Пацан быстро доел свою картошку, выпил молока и ушёл в комнату читать книжку. Детских книжек в доме было три — одна в картонной обложке, а две другие без обложек и названий.
— Откуда ты прознал о насыпи-то? — спросила бабушка на кухне.
— Бандера сказал, — ответил отец, щетиносто усмехаясь. — Всё, наверное, решал: как ему приятней будет — что этот бродяга снова полезет под состав, или что я его вздую дома. Выбрал: лучше, если вздую.
По молчанию бабушки было слышно, что она не согласна с отцом. Бабушка считала Бандеру неплохим мужиком.
Она
Для бабушки любое человеческое несчастье было равносильно совершённому хорошему делу. Мужик запил — значит, у него жизнь внутри болит, а раз болит — он добрый человек. Баба гуляет — значит, и её жизнь болит в груди, и гуляет она от щедрости. Если кому палец отрезало на пилораме — это почиталось вровень с тем, как если б покалеченный весь год соблюдал посты. У кого вырезали почку — это всё одно что сироту приютить.
У бабушки это очень просто в голове укладывалось.
Бандера жил с женой и тремя маленькими внуками.
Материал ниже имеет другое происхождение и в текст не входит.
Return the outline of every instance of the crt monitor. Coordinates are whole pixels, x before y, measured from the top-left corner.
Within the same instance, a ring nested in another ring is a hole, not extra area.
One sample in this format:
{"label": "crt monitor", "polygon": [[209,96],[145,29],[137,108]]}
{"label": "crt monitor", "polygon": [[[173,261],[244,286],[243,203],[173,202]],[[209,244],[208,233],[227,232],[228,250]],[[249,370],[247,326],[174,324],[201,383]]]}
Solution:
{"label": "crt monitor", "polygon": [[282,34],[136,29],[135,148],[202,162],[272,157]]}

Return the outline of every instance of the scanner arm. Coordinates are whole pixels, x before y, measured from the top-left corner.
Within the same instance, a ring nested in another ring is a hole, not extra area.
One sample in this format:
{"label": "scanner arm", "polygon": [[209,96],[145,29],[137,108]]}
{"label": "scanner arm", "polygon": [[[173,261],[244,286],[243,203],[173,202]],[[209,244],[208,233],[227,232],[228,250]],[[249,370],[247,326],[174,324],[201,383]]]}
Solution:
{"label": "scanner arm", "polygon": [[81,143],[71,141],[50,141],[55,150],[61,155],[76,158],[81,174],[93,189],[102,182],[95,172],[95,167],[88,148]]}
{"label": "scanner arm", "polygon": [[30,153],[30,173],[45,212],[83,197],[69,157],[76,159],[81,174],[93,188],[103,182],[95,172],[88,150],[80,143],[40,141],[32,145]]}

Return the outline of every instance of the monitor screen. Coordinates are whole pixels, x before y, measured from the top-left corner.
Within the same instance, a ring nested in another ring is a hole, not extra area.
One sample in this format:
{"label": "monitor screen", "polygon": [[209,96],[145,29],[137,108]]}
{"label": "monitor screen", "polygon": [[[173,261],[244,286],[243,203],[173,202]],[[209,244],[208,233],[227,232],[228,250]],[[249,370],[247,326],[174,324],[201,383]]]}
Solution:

Какого они пола, пацан толком так и не знал — детей редко выпускали за ворота. Они попискивали где-то в глубине дома или в коровьем стойле, куда их перетаскивали, когда Бандера доил коров — он сам доил.
Пацан слышал от бабушки, что раньше неподалёку от деревни была тюрьма, где сидел то ли отец, то ли дед Бандеры, — и, выйдя на волю, остался тут жить. Но род их всегда вёл себя скрытно, нешумно.
Пацан иногда подолгу стоял у бандерина дома — понапрасну ждал, что его подпустят к детям, он бы поиграл с ними.
В былые времена в бандерином дворе всегда обитало множество разнообразных, шумных и пушистых собак. Жена Бандеры собирала их и сдавала на шкурки в какую-то живодёрню.
У них был сын, белесый, рослый, видный, рубашки всегда носил с завёрнутыми по локоть рукавами. Наглядевшись на него, пацан тоже стал носить так же — подворачивал свои обноски, начиная с первых майских дней. Руки только мёрзли всё время.
Сын женился на местной девке, быстро наплодил троих, потом сошёлся с какой-то городской и пропал. Невестка осталась жить у Бандеры в семье.
Разве бабушка могла после этого плохо думать о Бандере?
— Бандера! — дразнил её отец. — Приютил детей! Чужих, что ли, приютил? Своих же! Куда ж им скопленные собачьи деньги тратить! Они ж собак всю жизнь резали на мясорезке! Подрастут щенки — и под нож! Вот сынок и вырос такой! Он привык, что с щенками так можно: поиграл и забыл…
По бабушкиному молчанию пацан неожиданно понимал: на этот раз она согласна с отцом. Согласна, но не осуждает всё равно ни Бандеру, ни сына его, ни невестку, ни бандерову жену.
На всю деревню полная семья осталась только у старшего Бандеры и Дудая. Все остальные мужики либо бедовали по одному, либо домучивали своих матерей.
Те из женщин, что вовремя не сбежали с дембелями, обитавшими в соседней воинской части, из девичества сразу торопились в сторону некрасивой, изношенной зрелости, чтоб ничего от жизни больше не просить и не ждать. Ели много дурной пищи, лиц не красили.
Дедов в деревне не было вовсе, деды перевелись. Детей тоже почти не водилось, одна бандеровская мелкота. Подросшие сыновья Дудая пару лет назад переехали в город и там то ли учились, то ли работали — или и то, и другое.